Research & Analysis
- Text-image alignment: Difficulty in accurately depicting all attributes described in user prompts.
- Body problem: The output images sometimes present distorted, incomplete, duplicated, or abnormal body parts of humans (especially hands).
- Aesthetic Dissatisfaction: Output images deviating from from user’s aesthetic preferences.
Since our mobile app uses Stable Diffusion, I wanted to see if I could enhance the model outcome by coming up with a better prompting strategy. I ran self-analysis of different SD models, and carried out prompting experiments with users. I also encouraged users to work with ChatGPT to inspire them with prompting methods that offer different potentials. I tested the images using the same prompts with different phrase formation. Then I did a comparative evaluation of these sets of images among the users.
The main audience group of our app consists of users who have little experience with generative art AI, but like to explore art in this form of interaction that is light and fast. They focus on the quality of the result images, mostly satisfied with images that align with their conception of "beauty". To determine what they think is "pretty" or more likely to download, I studied their rate on the images from the comparative evaluation.
The users were also encouraged to interact with the system model with the assistant of ChatGPT to prompt the system for better images. Through this participatory design process, I also got to learn how users evaluate the quality of their own prompts and the images generated.
Strategy & Design
Stable Diffusion web UI include a complete set of functionalities needed for image generation. However, to transfer the same power onto mobile interface without losing the core in AI image generation is something I have been exploring. Thus, I collaborated with our product manager to study a few existing mobile AI art generator and compare them to our app's functionality. Most of the mobile apps do a good job in making the interface intuitive and image generation process as straightforward as possible.
The initial app interface has all of the main features: a prompting section where users can enter their desired text prompt, image style and size selection, image output, and an inspiration gallery. From here, I studied the impact of each feature's impact on user engagement rate.
I collaborated with the engineers to explore alternative ways for user to better prompt the model. Based on the results from the user study, we learned that users tend to like the images with prompts consisting of short segmented phrases instead of single words. To ensure optimal AI model performance, I worked with the engineers on setting limits on user selection within the system. This involves refining the system tree so that only options with the most consistent performance appear as tags. While users can still manually input their selections in the prompt, this approach helps streamline choices and enhances the overall efficiency of the model.

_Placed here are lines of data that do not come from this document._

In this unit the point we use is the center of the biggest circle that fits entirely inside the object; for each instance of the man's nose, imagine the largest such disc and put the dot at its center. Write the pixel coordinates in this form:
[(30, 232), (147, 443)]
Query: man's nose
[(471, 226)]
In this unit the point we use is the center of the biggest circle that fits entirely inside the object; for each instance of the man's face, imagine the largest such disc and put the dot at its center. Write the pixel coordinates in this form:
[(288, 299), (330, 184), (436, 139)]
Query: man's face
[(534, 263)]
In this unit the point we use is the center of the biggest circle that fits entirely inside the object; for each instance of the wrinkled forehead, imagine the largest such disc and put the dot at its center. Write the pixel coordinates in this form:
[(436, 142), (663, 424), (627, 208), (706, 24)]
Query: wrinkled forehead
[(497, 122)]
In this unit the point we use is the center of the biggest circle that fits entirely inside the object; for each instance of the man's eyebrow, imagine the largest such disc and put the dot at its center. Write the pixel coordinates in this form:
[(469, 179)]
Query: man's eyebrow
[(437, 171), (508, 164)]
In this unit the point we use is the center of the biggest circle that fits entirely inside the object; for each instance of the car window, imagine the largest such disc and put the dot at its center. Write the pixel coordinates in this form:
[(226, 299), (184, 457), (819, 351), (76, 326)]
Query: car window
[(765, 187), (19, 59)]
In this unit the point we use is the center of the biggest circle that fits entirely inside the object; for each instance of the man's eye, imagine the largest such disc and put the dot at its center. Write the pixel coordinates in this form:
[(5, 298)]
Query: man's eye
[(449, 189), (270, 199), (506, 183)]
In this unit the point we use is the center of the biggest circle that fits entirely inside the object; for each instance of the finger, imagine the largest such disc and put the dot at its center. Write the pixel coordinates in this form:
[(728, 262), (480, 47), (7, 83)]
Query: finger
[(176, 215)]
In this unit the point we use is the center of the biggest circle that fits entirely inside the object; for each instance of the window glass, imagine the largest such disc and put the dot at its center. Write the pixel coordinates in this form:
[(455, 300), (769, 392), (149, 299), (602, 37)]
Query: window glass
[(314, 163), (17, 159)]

I have refined the app's prompting flow to enhance user efficiency. Previously, users needed to manually type in their text prompts, which could be time-consuming and potentially confusing. Now, users can begin by selecting predefined labels that serve as a starting point for their input. This change not only simplifies the process but also ensures a more guided and efficient user experience. By providing a set of relevant labels, we help users quickly narrow down their choices and streamline their interactions with the app. This improved prompting strategy is designed to save time and reduce cognitive load, making the app more intuitive and user-friendly.
Conclusion
Throughout the project, I came to understand how human-AI interaction is changing the way we design software interfaces. To make AI tools more accessible and usable, designers can start from learning about how users interpret AI systems and studying their expectations for the AI systems, and then trying to bridge the perspective gap.
Thus, from redesigning and reevaluating the interface, I have come up with a few tips for engineers and users:
Tip 1: At the beginning of prompting, having a prompt structure consisting of a small/local scope and a large/global scope keyword is sufficient for a good base image with a fast generation.
Tip 2: “The more detailed, the longer the prompt, the better the image quality” is not necessarily true. Keeping the length of prompts between 5 and 10 short phrases (100 and 500 iterations), separated by “,” or “;”, is sufficient. The number of iterations and length of optimization did not significantly correlate to the image quality.
Tip 3: When choosing the subject for generation, think about the relationship between the subjects and image styles (i.e. choose subjects that harmonize with the chosen style in terms of abstractness level). This can involve choosing subjects that align with the abstractness or concreteness of the style, or pairing subjects that are easily understandable or closely related to the style.